The politicians are selfish, said one man sitting on a couple of boxes of Enciclopedia de Mexico. 12 Tomos. They're only for themselves. They don't build up an organization, so when they get elected to higher office, they haven't groomed a young Chicano to take their place.

All politicians are selfish, said another. It's up to us to encourage these young candidates. We've got to develop them, put them in position, said another man, sitting under a display of bumper stickers the shop had produced, political bumper stickers with names like Garza, Delgado, and Gamez.

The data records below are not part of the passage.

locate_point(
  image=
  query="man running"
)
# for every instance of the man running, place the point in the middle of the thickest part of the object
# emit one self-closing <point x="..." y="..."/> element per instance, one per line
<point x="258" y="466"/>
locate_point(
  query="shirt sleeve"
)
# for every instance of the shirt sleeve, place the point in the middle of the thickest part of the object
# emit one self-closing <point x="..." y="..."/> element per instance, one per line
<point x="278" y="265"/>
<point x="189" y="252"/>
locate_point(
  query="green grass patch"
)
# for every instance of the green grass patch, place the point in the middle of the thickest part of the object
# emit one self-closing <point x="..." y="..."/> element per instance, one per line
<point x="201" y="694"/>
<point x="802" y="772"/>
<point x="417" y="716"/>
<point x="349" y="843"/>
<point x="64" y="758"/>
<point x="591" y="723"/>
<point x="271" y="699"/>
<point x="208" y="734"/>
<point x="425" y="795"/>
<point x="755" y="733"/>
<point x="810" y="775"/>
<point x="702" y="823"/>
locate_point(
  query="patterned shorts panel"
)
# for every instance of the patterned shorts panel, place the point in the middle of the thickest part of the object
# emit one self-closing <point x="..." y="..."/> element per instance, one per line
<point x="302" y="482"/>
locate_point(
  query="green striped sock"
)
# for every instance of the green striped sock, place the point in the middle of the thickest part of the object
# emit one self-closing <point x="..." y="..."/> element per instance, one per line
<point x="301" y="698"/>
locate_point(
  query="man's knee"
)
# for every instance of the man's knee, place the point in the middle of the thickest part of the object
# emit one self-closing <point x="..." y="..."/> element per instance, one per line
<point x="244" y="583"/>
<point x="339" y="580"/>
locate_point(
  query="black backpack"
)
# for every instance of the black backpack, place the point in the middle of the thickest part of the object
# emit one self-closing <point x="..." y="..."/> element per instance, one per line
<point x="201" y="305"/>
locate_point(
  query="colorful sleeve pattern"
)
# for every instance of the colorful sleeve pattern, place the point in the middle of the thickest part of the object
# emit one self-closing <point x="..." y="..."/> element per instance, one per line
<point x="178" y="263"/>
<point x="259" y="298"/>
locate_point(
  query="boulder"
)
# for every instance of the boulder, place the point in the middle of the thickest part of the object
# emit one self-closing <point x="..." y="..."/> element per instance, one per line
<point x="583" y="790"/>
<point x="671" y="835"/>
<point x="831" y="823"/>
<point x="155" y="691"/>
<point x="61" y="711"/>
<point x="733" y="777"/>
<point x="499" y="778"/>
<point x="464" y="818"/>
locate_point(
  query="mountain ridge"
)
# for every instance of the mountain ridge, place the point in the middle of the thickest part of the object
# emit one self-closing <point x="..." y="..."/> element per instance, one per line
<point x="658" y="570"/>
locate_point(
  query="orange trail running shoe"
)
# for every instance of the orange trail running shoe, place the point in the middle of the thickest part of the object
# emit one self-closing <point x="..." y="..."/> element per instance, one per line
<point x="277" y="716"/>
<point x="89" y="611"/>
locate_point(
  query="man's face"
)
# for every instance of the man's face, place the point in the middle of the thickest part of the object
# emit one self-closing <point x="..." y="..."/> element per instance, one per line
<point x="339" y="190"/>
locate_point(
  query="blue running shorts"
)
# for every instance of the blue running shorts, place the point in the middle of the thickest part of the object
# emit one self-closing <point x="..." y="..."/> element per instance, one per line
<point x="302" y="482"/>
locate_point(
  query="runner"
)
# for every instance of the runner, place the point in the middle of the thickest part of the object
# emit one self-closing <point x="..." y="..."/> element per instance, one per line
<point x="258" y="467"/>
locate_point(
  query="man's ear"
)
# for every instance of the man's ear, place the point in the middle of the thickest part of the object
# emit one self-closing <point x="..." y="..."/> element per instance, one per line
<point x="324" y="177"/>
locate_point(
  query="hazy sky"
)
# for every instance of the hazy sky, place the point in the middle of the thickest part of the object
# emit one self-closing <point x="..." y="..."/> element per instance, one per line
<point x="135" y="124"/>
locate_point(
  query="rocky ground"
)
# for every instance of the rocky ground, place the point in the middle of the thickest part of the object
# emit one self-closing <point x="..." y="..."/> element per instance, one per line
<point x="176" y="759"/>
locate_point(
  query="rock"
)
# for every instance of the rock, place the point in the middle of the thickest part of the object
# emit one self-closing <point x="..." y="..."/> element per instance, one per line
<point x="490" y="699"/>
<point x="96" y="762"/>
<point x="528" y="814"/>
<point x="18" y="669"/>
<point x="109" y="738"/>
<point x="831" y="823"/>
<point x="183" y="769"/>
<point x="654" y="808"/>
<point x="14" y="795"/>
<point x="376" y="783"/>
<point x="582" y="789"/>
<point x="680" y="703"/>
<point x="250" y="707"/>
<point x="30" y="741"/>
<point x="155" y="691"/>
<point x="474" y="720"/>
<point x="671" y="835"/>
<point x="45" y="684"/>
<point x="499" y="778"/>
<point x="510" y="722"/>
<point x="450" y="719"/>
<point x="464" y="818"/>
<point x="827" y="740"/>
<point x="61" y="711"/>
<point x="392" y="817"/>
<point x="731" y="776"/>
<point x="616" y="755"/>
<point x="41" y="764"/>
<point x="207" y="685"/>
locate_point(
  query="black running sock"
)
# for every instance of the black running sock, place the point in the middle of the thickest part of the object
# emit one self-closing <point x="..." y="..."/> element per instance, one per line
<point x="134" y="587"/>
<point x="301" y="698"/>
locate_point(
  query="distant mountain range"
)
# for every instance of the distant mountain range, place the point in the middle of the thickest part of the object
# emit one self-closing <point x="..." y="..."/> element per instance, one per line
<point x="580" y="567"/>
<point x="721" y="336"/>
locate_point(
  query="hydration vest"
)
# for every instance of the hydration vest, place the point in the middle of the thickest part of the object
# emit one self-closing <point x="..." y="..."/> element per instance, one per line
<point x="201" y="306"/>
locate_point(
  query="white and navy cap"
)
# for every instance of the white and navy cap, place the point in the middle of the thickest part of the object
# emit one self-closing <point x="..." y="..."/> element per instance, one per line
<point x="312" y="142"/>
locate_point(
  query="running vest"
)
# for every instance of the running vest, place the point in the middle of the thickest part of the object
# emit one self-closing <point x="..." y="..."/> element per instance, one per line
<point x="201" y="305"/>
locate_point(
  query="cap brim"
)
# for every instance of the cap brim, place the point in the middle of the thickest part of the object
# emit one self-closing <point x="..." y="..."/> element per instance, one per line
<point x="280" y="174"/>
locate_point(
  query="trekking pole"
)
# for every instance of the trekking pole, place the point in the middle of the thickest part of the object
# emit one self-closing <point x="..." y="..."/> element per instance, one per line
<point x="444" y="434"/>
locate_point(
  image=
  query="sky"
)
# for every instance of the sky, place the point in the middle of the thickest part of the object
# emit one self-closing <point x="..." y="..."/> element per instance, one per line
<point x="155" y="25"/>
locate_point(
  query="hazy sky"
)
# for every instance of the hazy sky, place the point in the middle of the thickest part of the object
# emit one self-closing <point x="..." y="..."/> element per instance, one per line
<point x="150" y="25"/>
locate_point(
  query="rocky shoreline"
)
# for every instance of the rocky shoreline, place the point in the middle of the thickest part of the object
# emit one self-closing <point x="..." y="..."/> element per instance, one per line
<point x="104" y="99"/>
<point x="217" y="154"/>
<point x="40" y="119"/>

That still doesn't explain why Mexican-Americans don't vote, interjected a fourth.

Well what difference would it make? somebody chimed in. All politicians are alike anyway.

(When I had asked Badillo what COPS thought of Cisneros, the rising young Mexican-American political star, she shrugged and said, "He's a politician, like any other.")

Yeah - the crowd seemed to be coming to a consensus - the thing is, what difference does it make? The roads will get paved, and the flood waters tamed, and the parks built, and the housing put together, whether there's a Mexican-American majority on the city council or not.

I mean, what's the big deal about voting?

There are so many of us, we're going to run things anyway.